In the mid-19th century, the parish assembly decided to commission a purpose-built municipal building which was intended to serve, not just as the parish office, but also as the local police station. The site they selected was on the corner of Seale Street and York Street. The building was designed by Philippe Le Sueur and Philippe Bree in the Renaissance style, built in ashlar stone and was completed in 1872.

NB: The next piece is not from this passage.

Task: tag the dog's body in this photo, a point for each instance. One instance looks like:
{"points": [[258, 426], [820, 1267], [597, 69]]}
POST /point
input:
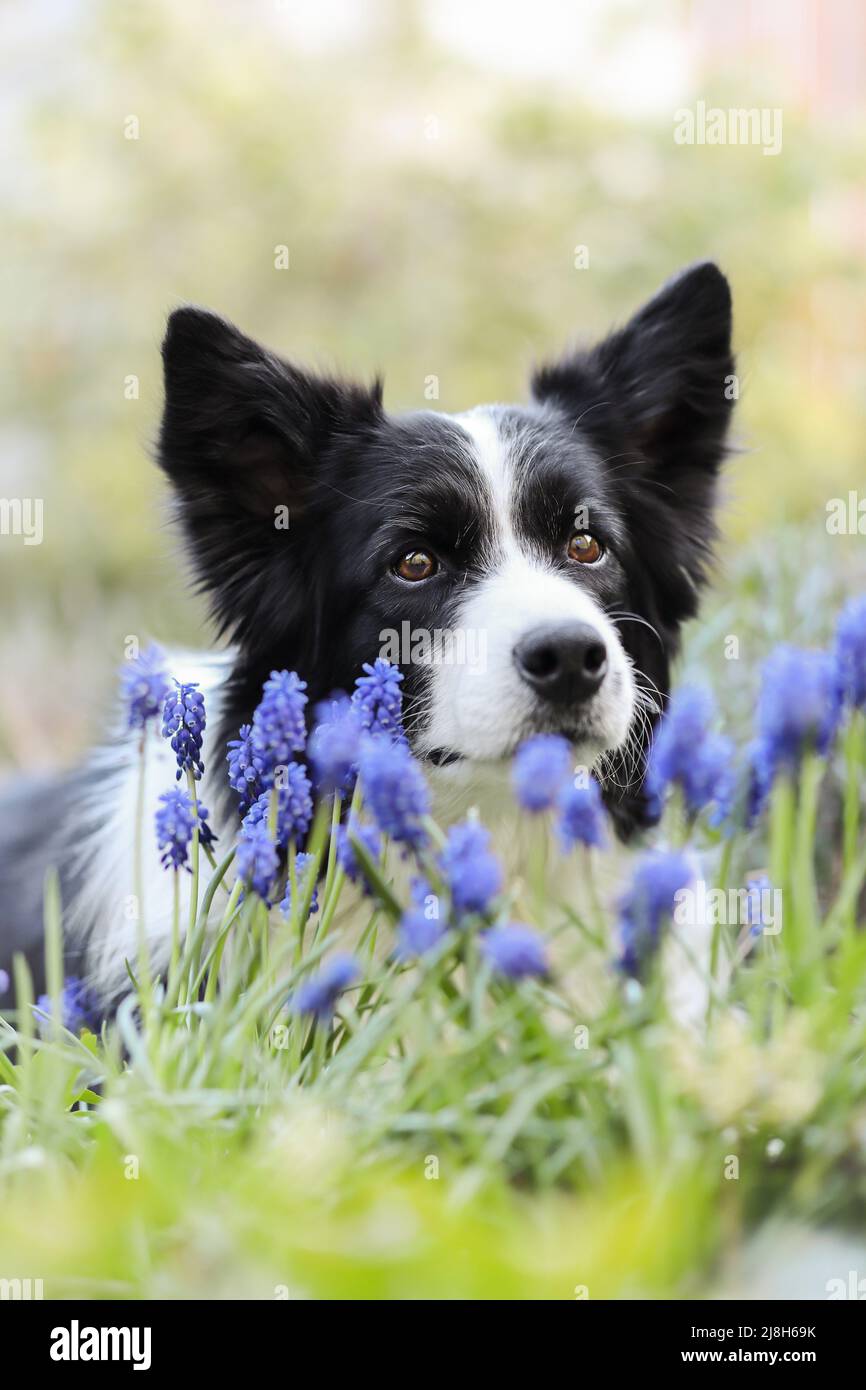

The design involved a curved main frontage on the corner of the two streets with a frontage of 12 bays along Searle Street and another frontage of six bays along York Street. The building was faced in granite on the ground floor and with stucco on the first floor. Although the main entrance, formed by a segmental headed doorway with an archivolt, was on York Street, there were three more doorways on Searle Street. The building was fenestrated by segmental headed windows on both floors. The windows on the first floor were separated by bi-partite painted panels which were surmounted by medallions surrounded by garlands. There were round headed dormer windows at attic level. Internally, the principal room was the assembly hall. Following the formation of a local fire service in 1900, the town hall also served as a fire station from 1902.

Works of art in town hall include a notable painting by John Singleton Copley depicting the death of Major Francis Peirson at the Battle of Jersey on 6 January 1781 during the Anglo-French War. There are also landscape paintings depicting various scenes by various artists including John Le Capelain, Charles H. Poingdestre, and Petrus van Schendel.